Quizá el más importante de estos compositores fuera Castro, quien -totalmente entregado a las modalidades del romanticismo europeo tardío- dejó obras muy bien realizadas y a la altura de su tiempo, entre las que alcanzaron éxitos de importancia -y no sólo en el ámbito nacional- su "Concierto para Violoncello y Orquesta", su "Concierto para Piano", y sus óperas "Atzimba" y "La Leyenda del Rudel", esta última escrita sobre un libreto en francés.
Ciertamente, México no produjo durante el siglo XIX compositores de la talla de un Schumann, un Mendelssohn o un Liszt. Y es que la tarea de los músicos nacionales pertenecientes a un país que era -y en gran medida sigue siendo- marginal dentro de un área cultural determinada, consistía fundamentalmente en reimplantar un nivel profesional digno en la producción musical local. Ello implicaba, en primer término, la necesaria imitación y asimilación de los modelos imperantes en las grandes metrópolis culturales del momento. Como indican los logros y realizaciones previamente mencionados, esto se alcanzó en forma satisfactoria a pesar de la abundancia de elementos ambientales adversos.

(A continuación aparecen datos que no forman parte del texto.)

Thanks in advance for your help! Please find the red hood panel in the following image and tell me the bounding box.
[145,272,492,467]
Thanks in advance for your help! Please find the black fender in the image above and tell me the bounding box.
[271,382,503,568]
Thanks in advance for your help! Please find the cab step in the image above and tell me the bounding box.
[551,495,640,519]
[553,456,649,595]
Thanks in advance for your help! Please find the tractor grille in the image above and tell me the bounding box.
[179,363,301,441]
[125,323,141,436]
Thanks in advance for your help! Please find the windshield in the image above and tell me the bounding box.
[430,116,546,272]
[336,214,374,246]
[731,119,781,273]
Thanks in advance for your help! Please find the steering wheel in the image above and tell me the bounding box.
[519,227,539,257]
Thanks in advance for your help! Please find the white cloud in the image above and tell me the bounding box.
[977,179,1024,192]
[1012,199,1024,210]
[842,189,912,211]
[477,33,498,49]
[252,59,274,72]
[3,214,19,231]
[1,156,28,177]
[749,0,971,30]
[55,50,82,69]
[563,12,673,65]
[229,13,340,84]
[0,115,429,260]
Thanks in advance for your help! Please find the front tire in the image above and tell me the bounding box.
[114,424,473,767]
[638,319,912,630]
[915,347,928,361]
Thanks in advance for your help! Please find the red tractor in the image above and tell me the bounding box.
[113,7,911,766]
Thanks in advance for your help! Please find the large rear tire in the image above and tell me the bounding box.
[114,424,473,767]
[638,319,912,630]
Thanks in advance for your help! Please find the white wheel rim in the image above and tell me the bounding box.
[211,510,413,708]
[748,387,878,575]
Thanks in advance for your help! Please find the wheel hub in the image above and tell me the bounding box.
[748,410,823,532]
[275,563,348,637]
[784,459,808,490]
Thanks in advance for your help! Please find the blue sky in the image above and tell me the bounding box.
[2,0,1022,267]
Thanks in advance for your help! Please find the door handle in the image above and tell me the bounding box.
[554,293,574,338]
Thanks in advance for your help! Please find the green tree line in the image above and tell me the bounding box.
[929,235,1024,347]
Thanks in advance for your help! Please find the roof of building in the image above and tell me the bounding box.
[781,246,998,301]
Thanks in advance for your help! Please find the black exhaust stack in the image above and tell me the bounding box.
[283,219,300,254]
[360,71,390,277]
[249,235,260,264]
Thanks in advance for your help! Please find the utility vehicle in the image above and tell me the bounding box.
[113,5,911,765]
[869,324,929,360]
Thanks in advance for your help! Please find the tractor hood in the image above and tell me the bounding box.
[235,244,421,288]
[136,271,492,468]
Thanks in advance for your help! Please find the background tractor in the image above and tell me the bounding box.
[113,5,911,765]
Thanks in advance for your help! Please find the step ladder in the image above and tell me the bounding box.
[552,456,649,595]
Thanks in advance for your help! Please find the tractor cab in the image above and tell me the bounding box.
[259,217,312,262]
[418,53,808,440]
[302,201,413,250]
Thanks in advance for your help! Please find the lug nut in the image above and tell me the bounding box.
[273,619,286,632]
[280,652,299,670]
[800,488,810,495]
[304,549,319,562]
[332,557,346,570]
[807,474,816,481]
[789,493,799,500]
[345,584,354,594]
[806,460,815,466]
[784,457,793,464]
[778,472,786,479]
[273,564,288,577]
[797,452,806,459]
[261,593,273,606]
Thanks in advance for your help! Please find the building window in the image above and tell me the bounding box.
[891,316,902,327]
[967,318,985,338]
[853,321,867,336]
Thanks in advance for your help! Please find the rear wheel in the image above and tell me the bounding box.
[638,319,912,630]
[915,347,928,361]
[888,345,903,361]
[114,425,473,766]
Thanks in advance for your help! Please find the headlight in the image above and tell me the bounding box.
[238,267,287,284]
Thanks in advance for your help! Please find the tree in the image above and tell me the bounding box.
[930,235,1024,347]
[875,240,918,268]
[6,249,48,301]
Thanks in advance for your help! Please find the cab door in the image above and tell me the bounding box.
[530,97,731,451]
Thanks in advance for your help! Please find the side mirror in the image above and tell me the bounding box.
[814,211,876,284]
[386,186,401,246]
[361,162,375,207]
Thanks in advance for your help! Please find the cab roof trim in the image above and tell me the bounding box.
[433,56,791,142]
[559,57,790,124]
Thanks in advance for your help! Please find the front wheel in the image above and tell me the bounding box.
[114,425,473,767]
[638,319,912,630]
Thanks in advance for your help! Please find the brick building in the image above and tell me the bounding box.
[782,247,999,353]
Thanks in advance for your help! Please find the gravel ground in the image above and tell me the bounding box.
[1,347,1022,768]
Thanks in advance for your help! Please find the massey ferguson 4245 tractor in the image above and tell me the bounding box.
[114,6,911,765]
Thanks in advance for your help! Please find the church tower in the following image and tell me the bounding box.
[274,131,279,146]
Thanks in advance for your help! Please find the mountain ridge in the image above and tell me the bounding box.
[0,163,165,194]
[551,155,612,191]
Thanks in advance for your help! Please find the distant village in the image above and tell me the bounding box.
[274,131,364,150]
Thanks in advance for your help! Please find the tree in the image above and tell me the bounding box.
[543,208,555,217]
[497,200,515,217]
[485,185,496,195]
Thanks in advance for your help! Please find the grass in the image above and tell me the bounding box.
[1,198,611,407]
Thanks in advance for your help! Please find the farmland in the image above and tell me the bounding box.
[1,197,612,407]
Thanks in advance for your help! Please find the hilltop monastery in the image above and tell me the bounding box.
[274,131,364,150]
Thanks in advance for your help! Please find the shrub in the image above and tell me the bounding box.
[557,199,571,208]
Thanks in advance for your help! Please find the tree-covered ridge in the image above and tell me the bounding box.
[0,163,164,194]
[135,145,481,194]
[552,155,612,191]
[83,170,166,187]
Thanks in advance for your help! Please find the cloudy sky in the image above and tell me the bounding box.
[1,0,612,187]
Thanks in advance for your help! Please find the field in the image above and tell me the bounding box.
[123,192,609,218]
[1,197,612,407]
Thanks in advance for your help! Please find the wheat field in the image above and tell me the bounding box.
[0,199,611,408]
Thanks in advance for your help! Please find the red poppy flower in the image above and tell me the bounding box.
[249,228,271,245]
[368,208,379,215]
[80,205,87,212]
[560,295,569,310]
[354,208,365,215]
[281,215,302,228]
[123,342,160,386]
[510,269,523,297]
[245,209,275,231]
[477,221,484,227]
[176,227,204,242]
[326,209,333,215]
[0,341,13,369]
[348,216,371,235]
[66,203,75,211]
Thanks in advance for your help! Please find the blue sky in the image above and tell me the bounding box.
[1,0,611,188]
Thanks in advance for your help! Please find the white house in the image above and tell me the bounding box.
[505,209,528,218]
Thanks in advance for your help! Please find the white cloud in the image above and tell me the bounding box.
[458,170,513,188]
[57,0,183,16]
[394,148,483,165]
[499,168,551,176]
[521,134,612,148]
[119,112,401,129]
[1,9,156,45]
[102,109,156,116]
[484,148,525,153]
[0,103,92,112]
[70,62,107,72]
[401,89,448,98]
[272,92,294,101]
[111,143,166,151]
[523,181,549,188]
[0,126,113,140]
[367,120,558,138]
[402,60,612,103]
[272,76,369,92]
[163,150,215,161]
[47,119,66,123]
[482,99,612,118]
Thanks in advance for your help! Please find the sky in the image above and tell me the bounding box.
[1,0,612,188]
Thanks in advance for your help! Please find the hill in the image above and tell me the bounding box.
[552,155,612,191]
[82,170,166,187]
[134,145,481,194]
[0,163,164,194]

Sin pasar por esta fase, no era posible llegar a producir una música de concierto de carácter nacional, dotada de una personalidad propia y distintiva. Simplemente, la situación no estaría madura para ello. Por eso, ni las numerosas piezas de salón que se escribieron, ni en obras de mayores vuelos, como "Guatemotzin" o "Anita", fue lo nacional una parte constitutiva -y por ende necesaria- de la música; antes bien, se trataba de un elemento ajeno a la estructura y el carácter fundamental de la misma, que se introdujo en ella más como un condimento exótico que por verdadera necesidad estética. Ningún compositor mexicano estaba en condiciones de intentar insuflar verdaderamente un espíritu nacional a su música, siguiendo el ejemplo de autores como Glinka, Smetana, o Grieg, que actuaron en países que hasta ese momento se hallaban igualmente marginados. Sin embargo, es un hecho que en el país se llegaron a escribir algunas composiciones que si bien carecían de originalidad, pues seguían fielmente los modelos europeos, resistían la comparación con los mismos.
En todo caso, estas obras representan el resultado neto de la recepción y asimilación de cietas corrientes y técnicas de la música europea de aquél tiempo, con lo que constituyen uno de los diversos elementos que confluyen en nuestra música de hoy, y sin los cuales ésta no pordría ser entendida en su perspectiva y continuidad históricas. Los maestros mexicanos del siglo XIX sentaron las bases técnicas e implantaron el alto nivel profesional imprescindibles para que, en condiciones sociales diferentes, pudiera surgir una escuela auténticamente nacional de música de concierto, por lo que no merecen nuestro olvido y si, en cambio, nuestra gratitud.